Kingdom of Wolaytta

from Wikipedia, the free encyclopedia

The Kingdom of Wolaytta (also Welayta, Walayta ) was a kingdom founded in 1250 in the south of what is now Ethiopia . In 1896 the kingdom was dissolved and incorporated into Ethiopia, until 1974 the area still had an independence within Ethiopia.

The titular nation of the kingdom was the Wolaytta ethnic group , the official language of the kingdom was the Wolaytta of the same name .

The Wolaytta Kingdom can look back on a long and varied history. According to tradition, the Wolaytta kingdom came into contact with Christianity at the end of the 13th century , introduced by the intermediary of St. Tekle Haymanot .

However, the kingdom was conquered by the larger and expanding Empire of Abyssinia under Emperor Menelik II and was incorporated into the region south of the former Kingdom of Shewa in the early 1980s . The campaign of conquest is described as one of the bloodiest campaigns of the entire period of Ethiopia's expansion. According to the Wolaytta tradition, 118,000 soldiers from the Wolaytta kingdom and 90,000 Shewa soldiers perished in the fighting. Kawo (King) Tona , the last king of Wolaytta, was defeated, the kingdom finally conquered in 1896 and incorporated into the Ethiopian Empire.

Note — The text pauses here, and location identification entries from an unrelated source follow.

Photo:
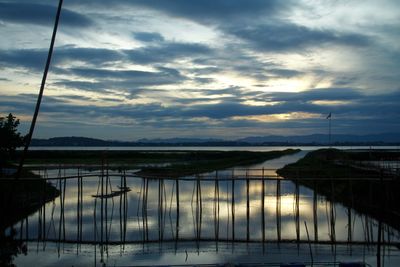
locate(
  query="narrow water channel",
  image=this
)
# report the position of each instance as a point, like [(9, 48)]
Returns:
[(210, 221)]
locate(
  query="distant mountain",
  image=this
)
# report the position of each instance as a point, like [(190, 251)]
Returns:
[(179, 140), (314, 139)]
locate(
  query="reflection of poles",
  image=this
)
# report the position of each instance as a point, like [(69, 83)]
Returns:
[(216, 209), (315, 210), (278, 209), (39, 99), (329, 130), (177, 214), (233, 207), (247, 208), (297, 210), (262, 208)]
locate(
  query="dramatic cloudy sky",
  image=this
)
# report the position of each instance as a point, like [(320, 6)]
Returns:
[(130, 69)]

Nevertheless, the Wolaytta area had a kind of autonomous status and was ruled by governors who were directly accountable to the former Wolaytta king until the fall of the Ethiopian Emperor Haile Selassie in 1974. After 1974, the Derg military regime restructured the administrative structure of Ethiopia and classified the former kingdom of Wolaytta as part of the Sidamo province .

swell

  1. James S. Olson: The Peoples of Africa. An Ethnohistorical Dictionary. Greenwood Press, Westport CT et al. 1996, ISBN 0-313-27918-7 , p. 591.
  2. ^ Sarah Vaughan: Ethnicity and Power in Ethiopia. (University of Edinburgh: Ph.D. Thesis, 2003; PDF; 1.6 MB), p. 253.